The peaks and valleys of entrepreneurship
As the rules of supply and demand dictate, when there are fewer resources, prices go up, and when there are too many, prices go down.
“What’s happening now is the rates are being pushed down from jobs, which is expected, but our inputs have not gone down,” she said. “So even when people are forcing the rates down, we’re not able to push back easily because the customers control the rates more than drivers.”
“When the economy grows, trucking needs increase in price, and it gets more complex,” said Stewart.
She explained that personnel is the biggest expense, like in most businesses. For her, it’s drivers.
“During COVID times, we had to attract drivers. They were fearful, just like we were, of leaving the house. They were afraid of exposure. Yet, they were out on the front lines all the time,” she said.
“While we could shelter at home, they were on the front line and moving right ahead. It became very apparent to all of us during that time, how important trucking and drivers were,” Stewart stated.
So important, in fact, that they demanded higher pay.
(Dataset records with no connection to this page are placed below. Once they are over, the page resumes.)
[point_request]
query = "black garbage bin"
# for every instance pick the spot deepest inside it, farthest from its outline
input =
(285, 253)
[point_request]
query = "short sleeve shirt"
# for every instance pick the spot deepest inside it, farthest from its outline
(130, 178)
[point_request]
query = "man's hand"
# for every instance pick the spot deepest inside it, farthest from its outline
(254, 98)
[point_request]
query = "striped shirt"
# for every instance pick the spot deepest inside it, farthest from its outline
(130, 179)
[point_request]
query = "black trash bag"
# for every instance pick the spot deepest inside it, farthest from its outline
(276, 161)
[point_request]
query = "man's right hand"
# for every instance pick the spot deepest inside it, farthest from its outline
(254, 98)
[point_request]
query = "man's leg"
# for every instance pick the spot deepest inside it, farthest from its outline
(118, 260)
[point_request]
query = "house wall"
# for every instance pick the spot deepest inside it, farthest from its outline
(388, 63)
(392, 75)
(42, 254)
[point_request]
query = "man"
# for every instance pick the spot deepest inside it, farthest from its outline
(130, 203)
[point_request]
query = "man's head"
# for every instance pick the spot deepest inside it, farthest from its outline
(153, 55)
“We needed people. ‘Butts in seats’ is how they referred to it, so we increased the pay rate to entice drivers to come. … Once you go up, you can’t really go down on rates with employees or with drivers. So, we still have that continuing high rate of pay for drivers,” said Stewart.
Keeping trucks rolling
The second biggest expense that’s much more difficult to control is the cost of fuel.
“We all watch the fuel prices at the pump. … We get happy when [the price] goes down, and we get stressed when it goes up. But it affects our bottom line all the time at home,” said Stewart.
In the trucking sector, there are different ways of providing rates to customers, explained Stewart.
“We have what’s called a line haul rate, which doesn’t fluctuate. It stays steady through a contracted period,” she said. “Then, on top of that, you have a fuel surcharge which ebbs and flows with the cost of fuel. So, we get to add that onto our line haul rates.”
However, customers have a scale they control based on the Department of Energy fuel average. It’s released every week, so it can fluctuate greatly.
“We can handle some of the ebbs and flows of changes in fuel, but we don’t get the whole benefit. It’s not for dollar for dollar,” she said. “They have lower charts than we would pay at the pump.”
Subsequently, the cost of doing business includes absorbing spikes in fuel costs.
“Some of our customers are actually paying 10¢ lower [than the actual increase], so we’re paying around 20¢ or more per gallon than what we pay at the pump,” she explained. “That’s an input we can’t really influence as a medium-sized company. I think larger companies could have more input, but we do not have that capacity.”
Staying on course
With all the rising insurance rates, driver shortages, competition and more issues, Stewart still strives to keep up with the industry, grow her business and be a good boss.
“We have long-term employees, and we try to keep them happy. We’re family-oriented,” said Stewart.
“Drivers text me on my personal cell phone. So, we try to keep that approachable and reachable,” she added.
We really do care about every driver and every person in the company. I think that matters. They stick with you and create an environment they’re comfortable in and don’t really feel the need to leave,” Stewart said.